Belastingparadijs

België is een belastingparadijs. Daar kijkt u even van op, niet? Neen, niet voor u of mij, maar voor professionele voetballers, basket- en volleybalspelers. Dat kost de belastingbetaler jaarlijks ruim 140 miljoen euro en daar wil SP.A een einde aan maken.

Het is uitermate grappig dat de gunstmaatregelen voor topsporters in teamsporten hun oorsprong vinden bij … SP.A’er Johan Vande Lanotte. Hij zette begin deze eeuw toenmalig minister van Financiën Didier Reynders ertoe aan om een belastingtarief van 18 procent in te voeren voor buitenlandse voet- en basketballers die minder dan vier jaar bij een Belgische club actief waren. Dat maakte het een stuk makkelijker om Amerikaanse subtoppers in Oostende een balletje te laten gooien.

In 2008 werd de wetgeving aangepast. Belgische spelers betaalden gemiddeld een belastingtarief van ruim 40 procent. Fiscale discriminatie en veel jongens gingen net over de grens wonen. Om de ongebreidelde import van buitenlandse spelers af te remmen en de eigen jeugd meer kansen te geven werd een voordelig belastingtarief bedacht, ook voor Belgen.

Sindsdien genieten profspelers en hun clubs van een onaanvaardbaar gunstregime. Het gemiddelde bruto maandloon van een speler uit de Jupiler League bedraagt 21.000 euro en daar betaalt hij een socialezekerheidsbijdrage op van 280 euro per maand of minder dan 2 procent. Een gewone werknemer betaalt 13 procent aan sociale zekerheid of 2730 euro in geval hij evenveel zou verdienen als een bezoldigde sportbeoefenaar.

De totale loonmassa van een speler in de Jupiler League wordt slechts aan 14 procent belast. Voor een gewone sterveling, die meestal veel minder verdient, is dat ruim 50 procent.

Ook de clubs delen in de belastingvreugde. De bedrijfsvoorheffing op het brutoloon van de speler moet slechts voor 20 procent doorgestort worden aan de fiscus. 80 procent blijft dus in de clubkas en kan gebruikt worden om de spelerslonen nog wat op te trekken.

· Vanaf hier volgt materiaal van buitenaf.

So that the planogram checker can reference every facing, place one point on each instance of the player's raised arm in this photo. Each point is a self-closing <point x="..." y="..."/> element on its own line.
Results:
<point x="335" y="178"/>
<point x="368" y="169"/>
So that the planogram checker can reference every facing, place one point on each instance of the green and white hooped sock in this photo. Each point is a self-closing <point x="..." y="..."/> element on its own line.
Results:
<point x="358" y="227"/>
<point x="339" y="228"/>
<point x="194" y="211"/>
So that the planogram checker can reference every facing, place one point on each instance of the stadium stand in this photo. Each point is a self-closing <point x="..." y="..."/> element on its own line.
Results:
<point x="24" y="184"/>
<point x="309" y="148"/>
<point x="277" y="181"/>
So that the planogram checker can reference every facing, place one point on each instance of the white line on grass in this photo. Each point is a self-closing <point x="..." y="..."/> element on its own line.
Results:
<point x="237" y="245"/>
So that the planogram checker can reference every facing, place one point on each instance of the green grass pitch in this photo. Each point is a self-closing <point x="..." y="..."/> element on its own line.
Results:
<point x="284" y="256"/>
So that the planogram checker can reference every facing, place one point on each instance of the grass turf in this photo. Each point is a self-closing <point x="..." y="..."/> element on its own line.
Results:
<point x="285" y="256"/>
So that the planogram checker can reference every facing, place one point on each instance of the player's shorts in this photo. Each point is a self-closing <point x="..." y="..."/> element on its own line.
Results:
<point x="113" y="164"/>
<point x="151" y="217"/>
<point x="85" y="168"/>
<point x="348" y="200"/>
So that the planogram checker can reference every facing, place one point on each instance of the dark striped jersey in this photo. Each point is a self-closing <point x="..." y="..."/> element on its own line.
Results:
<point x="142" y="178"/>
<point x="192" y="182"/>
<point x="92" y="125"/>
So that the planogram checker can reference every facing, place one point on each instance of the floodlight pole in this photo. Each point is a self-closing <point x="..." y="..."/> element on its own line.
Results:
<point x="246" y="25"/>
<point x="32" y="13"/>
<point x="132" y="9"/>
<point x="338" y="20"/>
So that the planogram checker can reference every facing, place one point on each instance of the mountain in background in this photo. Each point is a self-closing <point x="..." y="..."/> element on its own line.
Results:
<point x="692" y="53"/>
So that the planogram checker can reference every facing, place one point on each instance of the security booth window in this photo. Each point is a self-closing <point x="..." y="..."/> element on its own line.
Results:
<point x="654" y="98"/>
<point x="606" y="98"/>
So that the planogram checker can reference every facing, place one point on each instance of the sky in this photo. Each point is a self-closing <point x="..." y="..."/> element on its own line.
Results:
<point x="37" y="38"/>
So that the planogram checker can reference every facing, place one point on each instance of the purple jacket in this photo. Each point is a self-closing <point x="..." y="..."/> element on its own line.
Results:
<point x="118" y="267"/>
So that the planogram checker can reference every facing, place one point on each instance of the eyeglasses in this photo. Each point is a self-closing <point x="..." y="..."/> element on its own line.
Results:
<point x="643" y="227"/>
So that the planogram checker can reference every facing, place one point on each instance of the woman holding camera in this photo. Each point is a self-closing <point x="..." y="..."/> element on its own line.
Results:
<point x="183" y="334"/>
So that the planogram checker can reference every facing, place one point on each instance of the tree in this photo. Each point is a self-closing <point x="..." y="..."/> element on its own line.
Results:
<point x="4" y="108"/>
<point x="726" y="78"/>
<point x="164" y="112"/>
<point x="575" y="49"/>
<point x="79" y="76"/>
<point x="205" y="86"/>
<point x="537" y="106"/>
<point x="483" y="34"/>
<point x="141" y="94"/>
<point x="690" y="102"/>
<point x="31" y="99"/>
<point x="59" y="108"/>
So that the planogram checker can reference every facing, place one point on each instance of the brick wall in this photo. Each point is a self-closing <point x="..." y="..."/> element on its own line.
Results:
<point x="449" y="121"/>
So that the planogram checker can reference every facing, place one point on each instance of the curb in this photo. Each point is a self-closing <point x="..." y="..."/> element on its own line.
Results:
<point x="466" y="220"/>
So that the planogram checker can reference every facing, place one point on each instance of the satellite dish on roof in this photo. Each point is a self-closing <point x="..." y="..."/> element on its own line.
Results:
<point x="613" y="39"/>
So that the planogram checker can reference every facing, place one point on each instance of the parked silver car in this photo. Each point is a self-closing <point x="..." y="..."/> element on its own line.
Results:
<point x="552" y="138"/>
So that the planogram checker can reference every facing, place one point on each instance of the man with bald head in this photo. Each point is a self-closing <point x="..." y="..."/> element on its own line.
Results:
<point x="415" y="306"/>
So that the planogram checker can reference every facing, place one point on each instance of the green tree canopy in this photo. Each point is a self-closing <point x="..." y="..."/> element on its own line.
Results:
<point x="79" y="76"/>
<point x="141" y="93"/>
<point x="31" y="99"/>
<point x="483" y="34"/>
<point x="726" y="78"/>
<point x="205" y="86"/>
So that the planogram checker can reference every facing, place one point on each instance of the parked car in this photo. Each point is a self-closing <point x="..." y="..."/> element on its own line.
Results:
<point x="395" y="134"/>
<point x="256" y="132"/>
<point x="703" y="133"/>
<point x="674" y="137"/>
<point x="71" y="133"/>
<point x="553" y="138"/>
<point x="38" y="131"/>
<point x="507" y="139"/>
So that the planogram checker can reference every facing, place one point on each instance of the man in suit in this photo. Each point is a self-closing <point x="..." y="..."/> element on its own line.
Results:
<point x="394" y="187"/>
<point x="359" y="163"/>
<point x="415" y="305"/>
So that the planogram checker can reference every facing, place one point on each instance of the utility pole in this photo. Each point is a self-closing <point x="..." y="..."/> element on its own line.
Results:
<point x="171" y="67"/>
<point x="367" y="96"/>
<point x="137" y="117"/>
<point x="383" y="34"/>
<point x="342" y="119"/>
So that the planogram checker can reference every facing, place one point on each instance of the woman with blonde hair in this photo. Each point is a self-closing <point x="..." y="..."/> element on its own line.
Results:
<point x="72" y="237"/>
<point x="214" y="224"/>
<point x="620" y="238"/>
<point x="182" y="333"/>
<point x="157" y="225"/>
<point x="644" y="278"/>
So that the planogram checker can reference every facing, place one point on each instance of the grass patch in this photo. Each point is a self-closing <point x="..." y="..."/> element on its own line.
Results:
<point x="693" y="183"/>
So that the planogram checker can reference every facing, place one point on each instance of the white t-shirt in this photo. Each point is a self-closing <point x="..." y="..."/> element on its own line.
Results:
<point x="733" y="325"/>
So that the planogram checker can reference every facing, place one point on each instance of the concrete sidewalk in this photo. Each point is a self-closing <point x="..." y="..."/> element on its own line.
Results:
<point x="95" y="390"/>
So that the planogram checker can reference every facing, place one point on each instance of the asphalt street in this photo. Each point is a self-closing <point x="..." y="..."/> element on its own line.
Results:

De wet heeft haar doel totaal gemist. Nooit eerder zijn zoveel Belgische spelers de grens overgetrokken en de import van buitenlandse middelmaat gaat ongebreideld verder. Vorig seizoen kregen Belgische spelers slechts 9,7 procent speelminuten in onze topklasse. Vergelijk dit met onze buurlanden: Duitsland 13,3 procent, Frankrijk 19,4 procent en Nederland 22,8 procent.

En er kwamen deze zomer alweer buitenlanders bij in de Jupiler Pro League. Vorige week stond de teller op 313, een nieuw record. Eind augustus komen we in de buurt van 350 uit.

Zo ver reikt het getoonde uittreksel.